Em um esforço para registrar o que chama de "realidade fraturada" atualmente, Linor Goralik lançou o projeto Exodus 22 em Tbilisi, capital da Georgia, através do qual ela coleta e publica histórias de quem fugiu da Rússia para países próximos como Geórgia, Armênia, Turquia e Israel. Goralik publica esses relatos como coletâneas de contos; há três coletâneas publicadas e a quarta saíra em breve.

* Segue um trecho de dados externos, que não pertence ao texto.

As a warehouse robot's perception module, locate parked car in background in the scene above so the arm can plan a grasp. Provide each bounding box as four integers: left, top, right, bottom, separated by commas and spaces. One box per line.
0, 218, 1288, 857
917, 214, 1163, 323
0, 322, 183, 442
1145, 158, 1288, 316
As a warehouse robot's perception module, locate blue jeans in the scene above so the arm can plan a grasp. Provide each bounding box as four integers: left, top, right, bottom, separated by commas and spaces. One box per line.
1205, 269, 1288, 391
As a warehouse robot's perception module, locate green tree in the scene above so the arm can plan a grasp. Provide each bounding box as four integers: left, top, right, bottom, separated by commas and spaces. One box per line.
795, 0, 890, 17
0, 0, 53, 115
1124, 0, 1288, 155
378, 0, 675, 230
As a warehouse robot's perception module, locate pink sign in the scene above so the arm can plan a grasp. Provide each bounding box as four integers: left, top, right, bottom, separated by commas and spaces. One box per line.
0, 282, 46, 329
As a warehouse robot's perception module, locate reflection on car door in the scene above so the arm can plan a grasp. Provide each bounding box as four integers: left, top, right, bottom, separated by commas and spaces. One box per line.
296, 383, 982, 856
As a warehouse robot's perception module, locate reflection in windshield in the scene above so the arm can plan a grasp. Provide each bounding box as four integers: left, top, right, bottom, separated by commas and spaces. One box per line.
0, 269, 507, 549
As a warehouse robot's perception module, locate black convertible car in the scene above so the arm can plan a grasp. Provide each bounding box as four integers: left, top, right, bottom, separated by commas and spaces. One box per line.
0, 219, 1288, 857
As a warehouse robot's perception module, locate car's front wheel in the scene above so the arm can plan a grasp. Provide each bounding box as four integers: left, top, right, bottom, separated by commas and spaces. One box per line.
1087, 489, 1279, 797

"Antes de ir para cada lugar, eu postei no Facebook que estava fazendo esse projeto, que queria falar com imigrantes russos recentes e que ficaria especialmente grata de encontrar aqueles que ajudaram os outros", conta Goralik à IJNet. "Eu fiquei cerca de uma semana em cada país, e conversei com aproximadamente 50 a 60 pessoas em cada um, tanto em encontros longos quanto em conversas rápidas. Eu tive cinco ou seis longos encontros cara a cara por dia, incluindo encontros com muitas pessoas de uma vez só, conversas em cafés, interações em eventos e assim por diante."
O formato de coletâneas de contos é ideal para os relatos que Goralik coletou, ela explica. "Eu acho que é o que melhor se adequa ao estado confuso no qual, até onde eu consigo entender, muitos dos meus entrevistados se encontram, e à realidade fraturada na qual nos encontramos", diz Goralik. "As pessoas temem que a situação fique ainda mais assustadora."
Eu conversei com Goralik para saber mais sobre o Exodus 22 e suas outras iniciativas cujo tema é a guerra, como o ROAR.
Exodus 22
Hanna Valynets: Você não divulga o nome dos entrevistados. Por quê?
Linor Goralik: Há três motivos. Primeiro, é importante pra mim que as pessoas tenham a oportunidade de falar abertamente. Segundo, para evitar discussões desagradáveis mais para frente sobre quem disse o quê. E terceiro, eu quero proteger as pessoas de ataques dos trolls pró-governo.
Depois de cada novo conjunto de histórias, vinham uma enxurrada de artigos pró-governo — eu não sei como descrevê-los com palavras decentes — chamando meus entrevistados de "porcaria do país", para dizer o mínimo. A última coisa que quero é que pessoas que escrevem essas coisas assediem meus entrevistados nas redes sociais.
Do que as pessoas estão fugindo?
Cada um tem motivos diferentes, mas muitos estão fugindo pelas três razões seguintes: primeiro, eles não querem viver no país que desencadeou essa guerra e opressão monstruosas. Segundo, a repressão em si. Terceiro, eles sentem que há um terror ainda maior prestes a começar — talvez possa-se chamar de "O Segundo Grande Terror". Eu conheci pessoas que foram levadas à delegacia por causa de um tweet ou comentário no Facebook.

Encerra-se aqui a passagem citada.